Historie und menschliches Schicksal
"Alles Licht, das wir nicht sehen" ist ebenso ein historischer Roman über den Zweiten Weltkrieg wie ein Psychogramm zweier junger Menschen in Zeiten des Krieges, ein Buch, das versucht mit poetischen Mitteln tief in die Psyche seiner Protagonisten einzudringen. "Doerr […] überpudert seine Szenerie, die vom Ende der zwanziger Jahre bis 1945 reicht, mit einer Magie, die dem Roman etwas Unwirkliches verleiht und gleichzeitig seinen Zauber ausmacht", schrieb eine deutsche Kritikerin über das jetzt mit dem Pulitzer-Preis ausgezeichnete Buch.

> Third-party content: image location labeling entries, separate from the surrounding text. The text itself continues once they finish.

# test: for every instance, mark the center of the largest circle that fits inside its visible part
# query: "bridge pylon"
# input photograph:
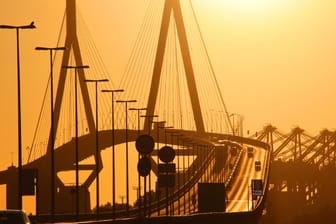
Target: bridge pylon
(64, 192)
(172, 9)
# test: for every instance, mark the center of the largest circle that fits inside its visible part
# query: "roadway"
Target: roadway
(239, 195)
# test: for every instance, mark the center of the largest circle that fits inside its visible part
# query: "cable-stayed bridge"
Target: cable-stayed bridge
(170, 86)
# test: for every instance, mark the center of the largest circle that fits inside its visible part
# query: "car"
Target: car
(257, 165)
(10, 216)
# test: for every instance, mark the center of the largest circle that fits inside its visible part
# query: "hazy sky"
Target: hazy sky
(275, 60)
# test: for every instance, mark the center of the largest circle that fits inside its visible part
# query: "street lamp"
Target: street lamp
(127, 190)
(96, 81)
(113, 147)
(150, 120)
(76, 141)
(52, 134)
(158, 148)
(30, 26)
(139, 181)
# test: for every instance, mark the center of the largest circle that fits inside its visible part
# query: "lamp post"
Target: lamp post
(178, 170)
(96, 81)
(139, 181)
(150, 120)
(17, 28)
(167, 192)
(76, 140)
(52, 134)
(158, 148)
(113, 145)
(126, 136)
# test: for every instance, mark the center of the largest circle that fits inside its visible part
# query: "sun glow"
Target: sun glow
(249, 7)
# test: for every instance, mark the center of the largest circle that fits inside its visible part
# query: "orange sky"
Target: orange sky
(275, 61)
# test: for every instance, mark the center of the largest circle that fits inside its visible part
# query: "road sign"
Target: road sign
(144, 144)
(144, 166)
(166, 154)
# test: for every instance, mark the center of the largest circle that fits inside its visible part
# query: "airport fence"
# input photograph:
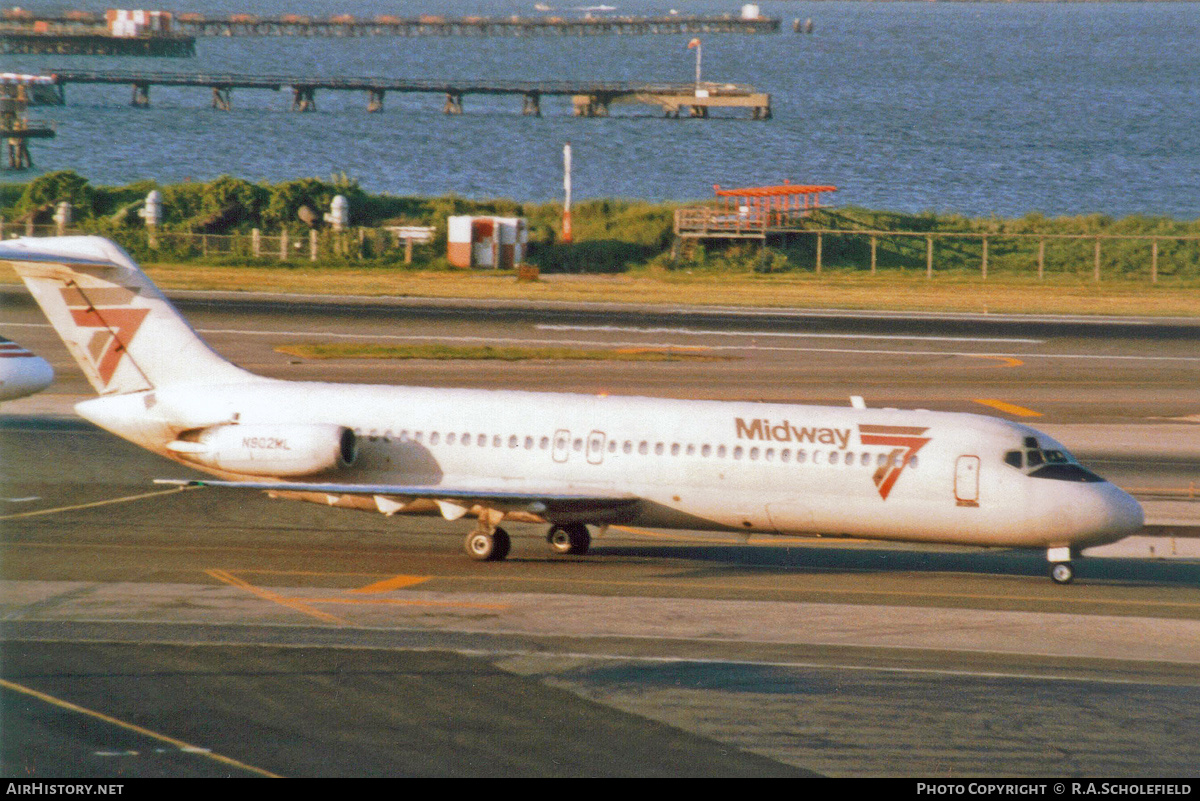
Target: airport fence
(313, 245)
(1090, 257)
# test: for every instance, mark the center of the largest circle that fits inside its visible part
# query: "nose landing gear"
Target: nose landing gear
(1061, 570)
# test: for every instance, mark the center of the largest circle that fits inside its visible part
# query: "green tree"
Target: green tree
(46, 191)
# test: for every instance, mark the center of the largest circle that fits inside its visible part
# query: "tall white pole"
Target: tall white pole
(568, 236)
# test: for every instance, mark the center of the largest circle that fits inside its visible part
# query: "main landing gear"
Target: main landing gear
(571, 538)
(492, 543)
(489, 546)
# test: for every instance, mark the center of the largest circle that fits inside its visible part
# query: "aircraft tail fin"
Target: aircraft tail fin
(124, 333)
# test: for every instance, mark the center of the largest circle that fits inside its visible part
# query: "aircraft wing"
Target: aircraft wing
(454, 501)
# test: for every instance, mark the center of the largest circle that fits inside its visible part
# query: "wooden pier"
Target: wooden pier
(588, 98)
(16, 130)
(346, 25)
(70, 40)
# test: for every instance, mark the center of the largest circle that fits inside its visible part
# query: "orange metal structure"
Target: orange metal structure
(773, 204)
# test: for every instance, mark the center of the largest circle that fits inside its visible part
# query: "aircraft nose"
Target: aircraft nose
(1117, 513)
(1126, 513)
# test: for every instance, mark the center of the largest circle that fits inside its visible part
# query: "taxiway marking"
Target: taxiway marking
(1007, 408)
(394, 583)
(124, 499)
(792, 335)
(267, 595)
(132, 727)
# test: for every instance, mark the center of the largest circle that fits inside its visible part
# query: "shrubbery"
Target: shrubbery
(610, 235)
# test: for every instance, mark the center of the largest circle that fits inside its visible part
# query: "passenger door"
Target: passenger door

Doerr werde für seinen "einfallsreichen und komplexen Roman, der von den Schrecken des Zweiten Weltkrieges inspiriert ist", gewürdigt, so das Pulitzer-Preiskomitee in New York. Der Autor schreibe in "kurzen, eleganten Kapiteln, die die menschliche Natur und die widersprüchliche Kraft der Technik erkunden". Dem ist nicht zu widersprechen. Zwar montiert der Autor verschiedene Zeitebenen und -sprünge, arbeitet auch mit Rückblenden, doch hat der Leser keine Mühe der Handlung zu folgen. Doerr steht in der Tradition klassischer amerikanischer Erzählkunst, nicht Experiment und Wagnis sind seine Ziele, sondern Emotion und Identifikation. Der Roman ist im besten Sinne ein Schmöker über den Zweiten Weltkrieg mit - und das mag aus deutscher Sicht überraschen - einem jugendlichen Protagonisten in Uniform, dem man sich gerne und mit Sympathie nähert. Interessant auch das Thema Deutsch-Französische Freundschaft, das in der Beziehung der beiden jungen Menschen angeschnitten wird.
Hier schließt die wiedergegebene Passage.